(Quick Reference)

allowedMethods

Purpose

To limit access to controller actions based on the HTTP request method.

Examples


class PersonController {
    // action1 may be invoked via a POST
    // action2 has no restrictions
    // action3 may be invoked via a POST or DELETE
    static allowedMethods = [action1:'POST',
                             action3:['POST', 'DELETE']]
    def action1 = { … }
    def action2 = { … }
    def action3 = { … }
}

Description

The request method may be inspected inside of a controller action and the application may respond however is appropriate. The code below is a way to prevent the delete action from being invoked using an HTTP-GET.


class PersonController {
    def delete = {
        if (request.method == 'GET') {
            // redirect to the list action
            redirect(action:list)
        } else {
            // the rest of the delete action goes here
        }
    }
}

Instead of redirecting to some other action the application may want to return a 405 (Method Not Allowed) error code like this:


class PersonController {
    def delete = {
      if (request.method == 'GET') {
          response.sendError(405)
      } else {
          // the rest of the delete action goes here
      }
    }
}

A problem with inspecting the request method inside of the controller action is that this code ends up being repeated in a lot of actions within a controller, in many controllers in an application and in many applications. For specialized application specific handling of invalid requests this may make sense but for the general case the Grails framework provides a simple declarative syntax to help with this problem.

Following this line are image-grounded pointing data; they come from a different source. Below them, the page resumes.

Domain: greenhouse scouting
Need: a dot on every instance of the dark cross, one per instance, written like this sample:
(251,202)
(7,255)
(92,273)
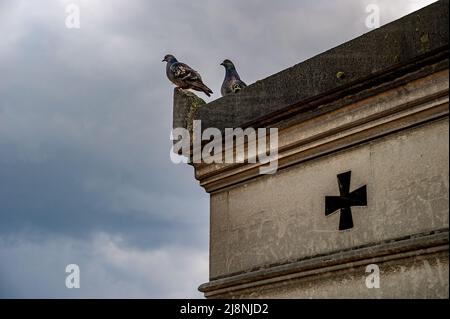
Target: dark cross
(345,201)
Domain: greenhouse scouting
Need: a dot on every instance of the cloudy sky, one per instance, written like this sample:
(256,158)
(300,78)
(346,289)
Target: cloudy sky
(85,119)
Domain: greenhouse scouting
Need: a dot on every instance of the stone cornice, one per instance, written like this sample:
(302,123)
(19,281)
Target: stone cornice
(385,251)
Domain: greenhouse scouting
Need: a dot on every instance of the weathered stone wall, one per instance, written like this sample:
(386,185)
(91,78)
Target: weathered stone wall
(386,122)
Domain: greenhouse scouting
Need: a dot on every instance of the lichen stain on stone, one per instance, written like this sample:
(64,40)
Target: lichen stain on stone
(195,103)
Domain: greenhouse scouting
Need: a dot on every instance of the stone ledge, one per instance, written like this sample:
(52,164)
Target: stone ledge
(391,48)
(418,244)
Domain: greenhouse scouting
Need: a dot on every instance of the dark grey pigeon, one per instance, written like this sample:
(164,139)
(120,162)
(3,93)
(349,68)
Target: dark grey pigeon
(183,76)
(232,82)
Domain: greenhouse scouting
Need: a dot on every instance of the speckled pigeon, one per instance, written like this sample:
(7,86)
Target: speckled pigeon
(183,76)
(232,82)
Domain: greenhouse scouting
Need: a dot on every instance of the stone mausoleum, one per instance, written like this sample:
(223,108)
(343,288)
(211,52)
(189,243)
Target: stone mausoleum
(362,179)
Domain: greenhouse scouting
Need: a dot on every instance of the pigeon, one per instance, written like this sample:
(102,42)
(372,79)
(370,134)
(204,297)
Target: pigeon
(183,76)
(232,82)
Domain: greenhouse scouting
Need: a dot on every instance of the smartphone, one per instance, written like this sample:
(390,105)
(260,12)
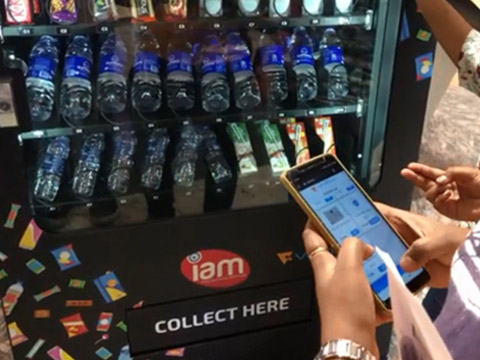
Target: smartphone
(340,208)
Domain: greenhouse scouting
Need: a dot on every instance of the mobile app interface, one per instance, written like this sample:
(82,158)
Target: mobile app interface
(346,212)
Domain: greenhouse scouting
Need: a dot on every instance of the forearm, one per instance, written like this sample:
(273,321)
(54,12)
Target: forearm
(449,27)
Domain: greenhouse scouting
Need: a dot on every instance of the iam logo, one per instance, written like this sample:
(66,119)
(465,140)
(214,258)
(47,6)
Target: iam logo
(215,268)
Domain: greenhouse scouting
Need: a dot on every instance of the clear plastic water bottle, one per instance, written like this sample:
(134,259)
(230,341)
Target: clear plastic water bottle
(303,62)
(124,144)
(88,166)
(50,170)
(273,66)
(147,84)
(215,88)
(333,61)
(40,81)
(112,83)
(76,90)
(185,160)
(180,81)
(246,89)
(216,162)
(152,172)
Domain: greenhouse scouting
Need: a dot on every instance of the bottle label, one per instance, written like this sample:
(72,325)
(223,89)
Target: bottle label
(112,63)
(302,55)
(272,55)
(42,67)
(213,63)
(179,61)
(77,67)
(332,55)
(240,62)
(146,61)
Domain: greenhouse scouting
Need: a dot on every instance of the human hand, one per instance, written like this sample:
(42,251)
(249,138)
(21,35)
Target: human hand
(345,299)
(454,192)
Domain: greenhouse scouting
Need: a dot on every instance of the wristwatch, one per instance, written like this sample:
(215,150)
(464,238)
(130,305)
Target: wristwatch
(344,349)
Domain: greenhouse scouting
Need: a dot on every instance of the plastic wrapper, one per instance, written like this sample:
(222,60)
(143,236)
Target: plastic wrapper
(296,133)
(142,10)
(63,11)
(324,130)
(243,148)
(273,144)
(18,11)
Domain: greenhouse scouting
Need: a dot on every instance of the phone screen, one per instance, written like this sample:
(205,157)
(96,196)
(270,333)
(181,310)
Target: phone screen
(345,212)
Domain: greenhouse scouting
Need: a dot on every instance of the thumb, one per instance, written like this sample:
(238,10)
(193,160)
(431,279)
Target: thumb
(352,254)
(420,253)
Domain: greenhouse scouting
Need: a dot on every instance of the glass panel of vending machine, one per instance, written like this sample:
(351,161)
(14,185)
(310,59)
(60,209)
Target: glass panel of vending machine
(146,110)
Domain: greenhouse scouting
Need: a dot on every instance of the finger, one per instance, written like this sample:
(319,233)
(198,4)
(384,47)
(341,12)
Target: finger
(352,254)
(323,263)
(416,179)
(420,253)
(426,171)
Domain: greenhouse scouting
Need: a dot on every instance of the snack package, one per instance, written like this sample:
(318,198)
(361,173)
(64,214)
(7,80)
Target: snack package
(104,10)
(63,11)
(296,133)
(273,144)
(238,132)
(324,129)
(18,11)
(142,10)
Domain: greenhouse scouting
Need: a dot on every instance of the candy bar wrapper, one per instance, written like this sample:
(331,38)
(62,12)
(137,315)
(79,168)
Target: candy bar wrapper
(238,132)
(18,11)
(296,133)
(273,144)
(142,10)
(63,11)
(105,10)
(175,9)
(324,130)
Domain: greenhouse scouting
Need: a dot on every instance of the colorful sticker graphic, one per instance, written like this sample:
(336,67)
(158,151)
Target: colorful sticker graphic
(424,66)
(104,322)
(36,266)
(424,35)
(176,352)
(11,297)
(66,257)
(12,216)
(44,294)
(77,284)
(110,287)
(35,348)
(103,353)
(31,236)
(74,325)
(57,353)
(16,335)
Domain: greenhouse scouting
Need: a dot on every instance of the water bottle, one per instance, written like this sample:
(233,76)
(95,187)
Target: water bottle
(246,88)
(147,84)
(334,63)
(186,158)
(40,84)
(273,66)
(303,62)
(215,88)
(124,144)
(112,83)
(76,90)
(50,171)
(88,166)
(216,162)
(180,82)
(152,172)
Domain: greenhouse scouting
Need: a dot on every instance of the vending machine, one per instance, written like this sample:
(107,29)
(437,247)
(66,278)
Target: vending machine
(141,144)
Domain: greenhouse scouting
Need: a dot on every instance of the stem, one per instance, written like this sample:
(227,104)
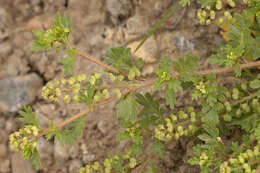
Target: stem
(245,99)
(79,115)
(226,70)
(101,64)
(145,84)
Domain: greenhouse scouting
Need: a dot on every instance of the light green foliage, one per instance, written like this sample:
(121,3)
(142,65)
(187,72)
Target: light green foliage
(219,109)
(69,61)
(70,135)
(127,109)
(29,116)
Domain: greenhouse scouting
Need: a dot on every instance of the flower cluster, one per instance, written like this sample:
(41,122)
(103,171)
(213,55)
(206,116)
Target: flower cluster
(243,161)
(25,140)
(172,128)
(53,91)
(201,87)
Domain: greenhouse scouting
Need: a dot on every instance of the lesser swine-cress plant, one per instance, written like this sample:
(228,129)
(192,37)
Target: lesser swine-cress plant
(219,109)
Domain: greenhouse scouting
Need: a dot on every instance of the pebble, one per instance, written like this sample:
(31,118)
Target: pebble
(18,91)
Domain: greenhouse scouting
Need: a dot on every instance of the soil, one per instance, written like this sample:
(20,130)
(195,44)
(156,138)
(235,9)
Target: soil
(96,27)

Grails provides a simple declarative syntax to help limit access to controller actions based on the HTTP request method. The optional allowedMethods property may be added to a controller to let the framework know which HTTP methods are allowed for controller actions. By default, all request methods are allowed for all controller actions. The allowedMethods property only needs to be defined if the controller contains actions that need to be restricted to certain request methods.

The allowedMethods property should be assigned a value that is a Map. The keys in the map should be the names of actions that need to be restricted. The value associated with each of those keys may be either a String or a List of Strings. If the value is a String, that String represents the only request method that may be used to invoke that action. If the value is a List of Strings the List represents all of the request methods that may be used to invoke that action. If the specified restrictions are violated then a 405 will be returned in the response.